What’s interesting is that while the authors expected to find that billionaires such as Jeremy Dyson, Dietrich Mateschitz (founder of Red Bull), Larry Page and Steve Jobs, had some sort of unified external circumstance, they instead found that it was their habits that bound them. They refer to this as “duality of mind” – the ability to hold two opposing views together with equal value, to balance between imagination and judgement. Billionaires are “Producers: They envision something new, bring together the people and the resources to create it, and sell it to customers who didn’t know they needed it.”

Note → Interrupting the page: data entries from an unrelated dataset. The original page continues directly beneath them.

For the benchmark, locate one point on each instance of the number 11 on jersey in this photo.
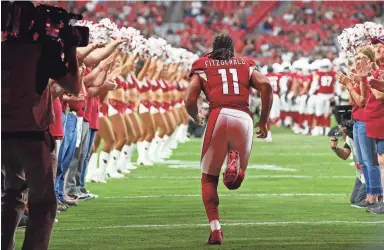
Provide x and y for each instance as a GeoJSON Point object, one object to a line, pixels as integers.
{"type": "Point", "coordinates": [224, 79]}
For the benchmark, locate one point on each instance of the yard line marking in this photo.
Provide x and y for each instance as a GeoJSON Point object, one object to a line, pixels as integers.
{"type": "Point", "coordinates": [238, 224]}
{"type": "Point", "coordinates": [221, 195]}
{"type": "Point", "coordinates": [248, 177]}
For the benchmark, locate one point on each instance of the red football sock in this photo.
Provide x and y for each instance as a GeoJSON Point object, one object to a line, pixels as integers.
{"type": "Point", "coordinates": [283, 115]}
{"type": "Point", "coordinates": [301, 119]}
{"type": "Point", "coordinates": [296, 117]}
{"type": "Point", "coordinates": [310, 120]}
{"type": "Point", "coordinates": [210, 197]}
{"type": "Point", "coordinates": [327, 121]}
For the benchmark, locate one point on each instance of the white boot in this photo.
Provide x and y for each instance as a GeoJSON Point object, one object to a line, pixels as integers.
{"type": "Point", "coordinates": [185, 133]}
{"type": "Point", "coordinates": [103, 162]}
{"type": "Point", "coordinates": [180, 134]}
{"type": "Point", "coordinates": [157, 153]}
{"type": "Point", "coordinates": [143, 154]}
{"type": "Point", "coordinates": [317, 131]}
{"type": "Point", "coordinates": [269, 137]}
{"type": "Point", "coordinates": [173, 142]}
{"type": "Point", "coordinates": [129, 163]}
{"type": "Point", "coordinates": [112, 163]}
{"type": "Point", "coordinates": [152, 150]}
{"type": "Point", "coordinates": [121, 162]}
{"type": "Point", "coordinates": [92, 169]}
{"type": "Point", "coordinates": [166, 152]}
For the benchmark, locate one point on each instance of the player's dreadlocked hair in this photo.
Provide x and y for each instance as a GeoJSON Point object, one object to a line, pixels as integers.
{"type": "Point", "coordinates": [223, 48]}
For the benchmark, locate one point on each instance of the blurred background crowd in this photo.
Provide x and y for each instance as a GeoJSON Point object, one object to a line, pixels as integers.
{"type": "Point", "coordinates": [273, 31]}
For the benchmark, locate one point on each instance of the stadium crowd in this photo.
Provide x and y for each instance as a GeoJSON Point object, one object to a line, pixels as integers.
{"type": "Point", "coordinates": [132, 89]}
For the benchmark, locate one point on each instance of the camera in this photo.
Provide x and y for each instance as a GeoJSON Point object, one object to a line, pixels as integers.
{"type": "Point", "coordinates": [344, 116]}
{"type": "Point", "coordinates": [23, 21]}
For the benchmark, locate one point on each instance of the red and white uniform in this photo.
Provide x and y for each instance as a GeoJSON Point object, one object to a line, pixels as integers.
{"type": "Point", "coordinates": [117, 106]}
{"type": "Point", "coordinates": [285, 83]}
{"type": "Point", "coordinates": [325, 92]}
{"type": "Point", "coordinates": [274, 78]}
{"type": "Point", "coordinates": [374, 114]}
{"type": "Point", "coordinates": [305, 82]}
{"type": "Point", "coordinates": [131, 86]}
{"type": "Point", "coordinates": [226, 84]}
{"type": "Point", "coordinates": [143, 87]}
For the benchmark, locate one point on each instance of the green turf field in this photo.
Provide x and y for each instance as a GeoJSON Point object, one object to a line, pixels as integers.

For those who think billionaires come from luck, this book attempts to dispel that notion, providing readers with a framework to look out for high-value employees, the future Jobs of the world. Take Elon Musk, who bought online bank Paypal and made it into a vastly profitable company that sold to eBay in 2002 for $1.5bn in stock. He, along with 80 per cent of all billionaires, represent people who have made their fortune in so-called “contested markets”, indeed there were other ways to pay online before Paypal. Culturally, we’re led to believe that modern billionaires are spunky graduates fresh from the fires of Facebook and Instagram, so it’s refreshing to know that a lot of billionaires are grounded in setbacks, failures, determination and steady growth.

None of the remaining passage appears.